Songs might be banned if they advocate violence,
but the lyrics of that song are merely about past grief.

The way I see it; anti-hate laws should be limited
to being against the active promulgation of hatred.
Anythingmore and there is a very slippery slope
over the precipice of unintended consequences.
 
That's where you're getting it wrong, Edward. It's not past grief, it's part of the present. Ireland is definitely not a solved problem. It's a barely contained situation.
 
NHS fees scrapped for overseas staff

https://www.bbc.co.uk/news/uk-politics-52761052


NHS staff and care workers from overseas are to be exempt from paying a surcharge to use the health service after mounting pressure from MPs.
Boris Johnson's spokesman said the PM had asked the Home Office and Department for Health to exempt NHS and care workers "as soon as possible".
The health immigration surcharge on non-EU migrants is £400 per year and set to rise to £624 in October.

It seems that after a campaign in various places, the adverse unintended
consequence of a measure against healthcare tourism is to be removed.
 
That's where you're getting it wrong, Edward. It's not past grief, it's part of the present. Ireland is definitely not a solved problem. It's a barely contained situation.

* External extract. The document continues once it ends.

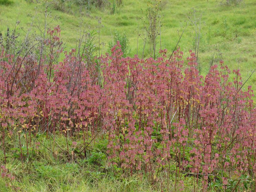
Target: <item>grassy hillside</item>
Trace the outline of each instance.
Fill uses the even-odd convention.
[[[48,6],[51,17],[48,19],[50,20],[56,17],[49,26],[60,25],[62,38],[68,50],[76,47],[80,30],[98,30],[97,17],[101,18],[101,51],[104,53],[107,51],[108,42],[111,40],[114,31],[117,30],[121,33],[126,33],[132,48],[131,56],[137,53],[138,34],[142,36],[143,32],[141,18],[145,17],[148,6],[147,0],[124,1],[123,5],[113,14],[111,3],[100,9],[92,6],[89,11],[71,4],[67,5],[65,10],[61,11],[54,8],[50,1],[35,3],[24,0],[9,0],[7,1],[9,3],[1,2],[5,1],[0,2],[0,31],[3,33],[7,27],[13,29],[17,20],[20,21],[20,25],[25,31],[29,28],[32,21],[38,23],[39,20],[42,21],[45,7]],[[227,6],[221,5],[215,0],[162,1],[160,12],[162,16],[162,47],[167,49],[170,54],[179,39],[178,31],[180,35],[182,27],[185,26],[186,22],[191,24],[189,18],[193,19],[194,16],[191,8],[194,8],[196,17],[202,15],[198,53],[202,73],[205,74],[208,72],[215,53],[214,57],[217,61],[221,58],[232,69],[239,68],[242,76],[246,79],[256,66],[256,15],[253,14],[256,2],[247,0],[244,3]],[[35,25],[33,26],[33,30],[36,31]],[[193,49],[194,29],[195,27],[189,25],[179,44],[186,54],[188,50]],[[24,35],[24,32],[21,29],[19,32],[21,36]],[[141,55],[143,42],[141,38],[138,39],[138,53]],[[102,43],[105,44],[103,48]],[[157,47],[157,50],[160,48],[159,43]],[[146,56],[148,57],[147,47],[146,49]],[[247,85],[249,84],[256,90],[255,76],[248,81]]]
[[[46,13],[47,27],[60,25],[61,38],[68,51],[77,47],[82,31],[95,30],[96,52],[104,54],[117,31],[126,34],[129,39],[131,51],[128,56],[138,54],[141,57],[145,33],[143,21],[150,6],[149,0],[124,0],[120,7],[113,4],[113,0],[105,0],[108,2],[103,6],[93,4],[89,10],[86,5],[81,7],[74,2],[78,0],[68,0],[61,10],[54,7],[54,0],[0,0],[0,32],[4,39],[8,28],[11,31],[16,27],[18,41],[24,39],[28,31],[30,35],[40,34],[39,28],[43,27]],[[0,191],[161,192],[184,190],[184,186],[185,191],[205,191],[206,186],[206,190],[211,191],[232,192],[234,189],[254,191],[256,169],[252,165],[255,162],[256,110],[253,105],[250,105],[245,93],[249,85],[256,91],[256,73],[243,87],[245,93],[240,94],[238,86],[242,83],[234,87],[226,87],[228,83],[219,86],[218,73],[213,70],[212,76],[201,83],[198,80],[201,77],[195,72],[198,67],[199,75],[205,76],[211,65],[223,60],[232,70],[240,69],[244,82],[256,68],[256,1],[245,0],[239,5],[226,6],[217,2],[220,1],[161,2],[161,26],[156,49],[167,49],[168,58],[182,34],[178,46],[184,52],[184,63],[187,63],[187,57],[191,56],[190,61],[194,65],[191,68],[186,64],[180,68],[179,65],[182,63],[177,59],[177,68],[173,61],[173,65],[170,66],[173,68],[166,68],[166,64],[161,72],[157,67],[151,71],[150,60],[145,63],[148,65],[143,65],[147,66],[144,71],[139,70],[140,64],[143,63],[141,61],[132,72],[132,68],[128,69],[130,65],[126,68],[120,65],[126,66],[121,70],[117,64],[113,65],[117,69],[106,65],[102,71],[98,71],[95,65],[73,65],[84,59],[93,61],[94,65],[98,63],[98,60],[82,54],[81,57],[76,57],[73,53],[65,55],[70,60],[67,59],[64,64],[58,64],[56,59],[54,64],[58,67],[52,71],[53,59],[52,55],[47,57],[42,61],[43,72],[38,77],[39,73],[36,75],[35,72],[39,71],[37,70],[40,65],[33,59],[28,60],[31,68],[24,60],[20,62],[19,68],[20,63],[16,65],[13,61],[6,67],[4,62],[8,58],[2,56],[4,51],[0,51],[0,72],[3,73],[0,76],[0,166],[5,165],[0,168]],[[195,20],[196,23],[193,23]],[[189,52],[195,50],[195,30],[200,34],[198,66]],[[45,46],[45,50],[48,50],[49,46]],[[144,53],[144,58],[150,57],[147,44]],[[61,59],[55,57],[58,54],[54,52],[54,59]],[[114,59],[104,59],[114,63]],[[159,61],[156,63],[162,67]],[[122,64],[126,61],[119,60]],[[23,68],[25,70],[20,70]],[[16,72],[12,79],[13,69]],[[81,72],[86,69],[88,69],[86,72]],[[118,73],[113,73],[116,71]],[[172,79],[173,72],[173,78],[177,78],[173,80],[176,80],[176,85],[171,80],[170,89],[169,71]],[[82,75],[78,76],[79,72]],[[108,78],[101,79],[104,72]],[[181,74],[186,72],[189,77],[183,79]],[[72,77],[77,74],[76,80],[70,77],[72,73]],[[134,83],[136,75],[139,80]],[[196,78],[189,80],[194,76]],[[124,79],[122,81],[119,78]],[[124,83],[116,83],[119,81]],[[113,86],[108,87],[109,84]],[[141,84],[144,87],[140,87]],[[72,86],[72,90],[70,89]],[[194,90],[197,91],[192,93],[191,90]],[[28,90],[32,93],[28,93]],[[165,97],[167,102],[164,101]],[[254,99],[255,106],[256,96]],[[190,116],[192,117],[190,119]],[[135,141],[131,135],[134,136]],[[130,161],[128,164],[132,165],[130,172],[130,168],[122,167],[127,162],[124,158],[121,159],[122,157],[131,154],[127,150],[123,156],[121,155],[120,149],[127,150],[124,144],[131,145],[129,150],[140,150],[136,158],[138,162],[142,160],[142,169],[132,166],[135,158],[132,155],[126,159]],[[171,147],[167,149],[168,146]],[[167,156],[163,154],[166,148],[171,154],[165,161]],[[117,154],[112,159],[111,150]],[[147,150],[157,154],[151,159],[151,154],[148,155],[152,164],[147,164],[148,159],[144,158],[147,157]],[[194,161],[195,165],[200,163],[190,164]],[[136,164],[136,166],[139,164]],[[250,165],[247,167],[247,164]],[[197,175],[191,171],[196,166]],[[206,179],[206,175],[209,177]],[[204,186],[202,181],[205,182]]]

Which is a good time to note the irresponsibility of holding, by choice and for internal party political reasons, a referendum upending the constitutional order one-hour underpins the settlement of a recent post-conflict state depend.
 
Well, as Tory policies go, it's not an innately terrible idea, but insisting on levying that surcharge on health workers whilst there's a pandemic going on is obviously going to make you look even worse than normal.
 
Asking people to pay for services they use. Despicable.